Bis zu 500000 Euro sollen Kommunen oder Ämter erhalten, wenn sie sich freiwillig zusammenschließen. Damit sollen die Aufwendungen bei der Zusammenführung der Verwaltung abgegolten werden. So hatten es die Regierungsfraktionen von SPD und Linker im vorigen Jahr beschlossen und zehn Millionen Euro in den Haushalt eingestellt. Der entsprechende Fonds soll bis 2014 laufen. Ob er ausgeschöpft wird, ist fraglich.
Momentan gibt es kaum Interesse an kommunalen Fusionen, heißt es im Innenministerium. Kooperationen wie gemeinsame Standesämter oder Rechnungsstellen werden hie und da geprüft. Darüber hinaus gehe es jedoch nicht. Viele Kommunalpolitiker würden zunächst abwarten.

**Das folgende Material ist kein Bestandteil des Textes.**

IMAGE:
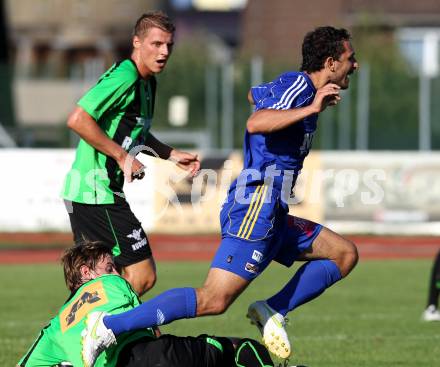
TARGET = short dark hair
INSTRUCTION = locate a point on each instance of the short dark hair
(321, 43)
(153, 19)
(85, 253)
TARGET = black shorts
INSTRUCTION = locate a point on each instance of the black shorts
(175, 351)
(113, 224)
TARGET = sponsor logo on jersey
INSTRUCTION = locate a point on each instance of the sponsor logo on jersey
(251, 268)
(90, 297)
(137, 236)
(257, 256)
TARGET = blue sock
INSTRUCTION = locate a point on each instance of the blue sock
(309, 282)
(174, 304)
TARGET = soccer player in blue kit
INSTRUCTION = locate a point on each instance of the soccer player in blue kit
(256, 226)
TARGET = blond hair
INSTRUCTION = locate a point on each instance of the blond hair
(154, 19)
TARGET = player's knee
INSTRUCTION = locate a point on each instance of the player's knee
(348, 257)
(211, 303)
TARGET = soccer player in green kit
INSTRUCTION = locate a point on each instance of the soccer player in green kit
(113, 120)
(91, 276)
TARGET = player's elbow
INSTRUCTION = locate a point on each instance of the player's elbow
(252, 125)
(73, 121)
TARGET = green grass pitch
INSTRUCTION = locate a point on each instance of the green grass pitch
(370, 319)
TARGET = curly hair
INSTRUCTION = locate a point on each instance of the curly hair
(321, 43)
(87, 253)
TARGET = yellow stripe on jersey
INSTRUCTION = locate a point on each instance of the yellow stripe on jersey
(250, 209)
(254, 209)
(260, 205)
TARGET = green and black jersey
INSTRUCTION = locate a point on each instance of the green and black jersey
(122, 104)
(60, 341)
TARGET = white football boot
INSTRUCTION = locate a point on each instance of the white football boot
(271, 325)
(95, 338)
(431, 314)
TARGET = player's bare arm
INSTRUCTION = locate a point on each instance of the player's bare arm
(187, 161)
(87, 128)
(270, 120)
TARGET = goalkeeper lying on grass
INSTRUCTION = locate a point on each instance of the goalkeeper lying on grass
(91, 276)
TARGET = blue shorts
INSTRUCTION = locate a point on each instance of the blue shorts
(256, 233)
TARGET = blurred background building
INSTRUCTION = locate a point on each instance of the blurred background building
(52, 51)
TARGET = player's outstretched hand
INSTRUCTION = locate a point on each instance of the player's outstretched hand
(328, 95)
(187, 161)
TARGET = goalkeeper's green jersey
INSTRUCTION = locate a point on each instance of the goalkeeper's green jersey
(60, 341)
(122, 104)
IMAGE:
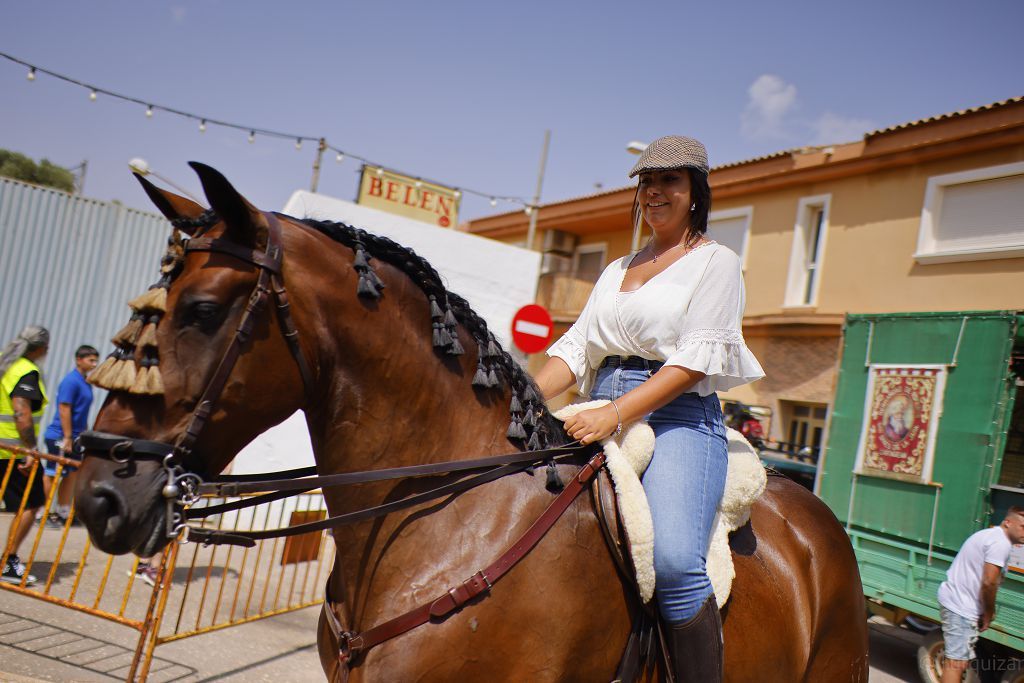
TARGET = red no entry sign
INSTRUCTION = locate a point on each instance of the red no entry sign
(531, 329)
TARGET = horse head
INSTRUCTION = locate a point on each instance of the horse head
(367, 356)
(193, 315)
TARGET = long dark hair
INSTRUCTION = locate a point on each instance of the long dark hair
(699, 195)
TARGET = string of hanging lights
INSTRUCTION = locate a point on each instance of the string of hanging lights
(205, 121)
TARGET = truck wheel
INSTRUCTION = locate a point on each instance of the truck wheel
(930, 659)
(1014, 672)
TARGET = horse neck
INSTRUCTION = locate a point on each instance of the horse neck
(391, 399)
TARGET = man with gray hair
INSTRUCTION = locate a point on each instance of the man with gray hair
(23, 396)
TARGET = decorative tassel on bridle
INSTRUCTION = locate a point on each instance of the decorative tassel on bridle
(122, 371)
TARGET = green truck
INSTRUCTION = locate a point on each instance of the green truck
(925, 446)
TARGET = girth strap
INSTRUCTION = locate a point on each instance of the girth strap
(290, 480)
(351, 645)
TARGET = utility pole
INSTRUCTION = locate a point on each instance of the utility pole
(81, 177)
(321, 147)
(535, 207)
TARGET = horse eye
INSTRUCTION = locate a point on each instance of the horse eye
(204, 312)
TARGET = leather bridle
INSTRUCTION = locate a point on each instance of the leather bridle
(183, 487)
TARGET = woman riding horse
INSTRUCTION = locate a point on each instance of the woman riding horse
(392, 370)
(660, 334)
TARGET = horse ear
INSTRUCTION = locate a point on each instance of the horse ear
(171, 205)
(245, 222)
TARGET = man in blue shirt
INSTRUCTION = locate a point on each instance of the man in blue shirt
(74, 400)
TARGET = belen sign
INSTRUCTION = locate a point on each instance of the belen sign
(408, 197)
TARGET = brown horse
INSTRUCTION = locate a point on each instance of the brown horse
(386, 392)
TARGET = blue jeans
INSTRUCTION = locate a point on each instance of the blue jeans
(684, 484)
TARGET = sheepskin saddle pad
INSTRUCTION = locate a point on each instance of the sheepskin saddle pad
(628, 457)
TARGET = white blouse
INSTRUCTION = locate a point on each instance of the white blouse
(690, 314)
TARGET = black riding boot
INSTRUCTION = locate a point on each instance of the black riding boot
(695, 646)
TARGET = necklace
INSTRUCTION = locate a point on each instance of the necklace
(689, 248)
(657, 256)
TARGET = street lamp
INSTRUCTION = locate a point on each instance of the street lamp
(141, 167)
(636, 147)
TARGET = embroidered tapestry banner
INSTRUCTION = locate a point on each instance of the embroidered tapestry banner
(900, 421)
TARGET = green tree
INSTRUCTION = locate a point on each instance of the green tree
(19, 167)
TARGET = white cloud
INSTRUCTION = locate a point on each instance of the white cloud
(837, 128)
(771, 100)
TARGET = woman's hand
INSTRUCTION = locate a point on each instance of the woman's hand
(593, 425)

Einzige Ausnahmen bilden die Ämter Unterspreewald und Golßener Land im Landkreis Dahme-Spreewald. Die Kommunen beider Ämter haben beschlossen, eine Zusammenlegung der Verwaltung prüfen zu lassen. Jens-Hermann Kleine, Amtsdirektor von Unterspreewald, erhofft sich durch die Fusion Einsparungen. Außerdem würden die Strukturen einfach zusammenpassen. "Wir können beide auf Augenhöhe verhandeln" - das ist Amtsdirektor Kleine besonders wichtig.
Das gemeinsame Amt hätte rund 9000 Einwohner. Zurzeit wird vor allem in der SPD darüber diskutiert, dass neue Verwaltungseinheiten eine Mindesteinwohnerzahl von 10000 bis 12000 Personen aufweisen sollen. Das würde das neue Amt nicht erreichen. Kleine hält die Debatte um solche Größenordnungen für "unsäglich". Es gehe darum, lebensfähige Einheiten zu schaffen, und das müsse von den jeweiligen regionalen Gegebenheiten abhängig gemacht werden, findet er.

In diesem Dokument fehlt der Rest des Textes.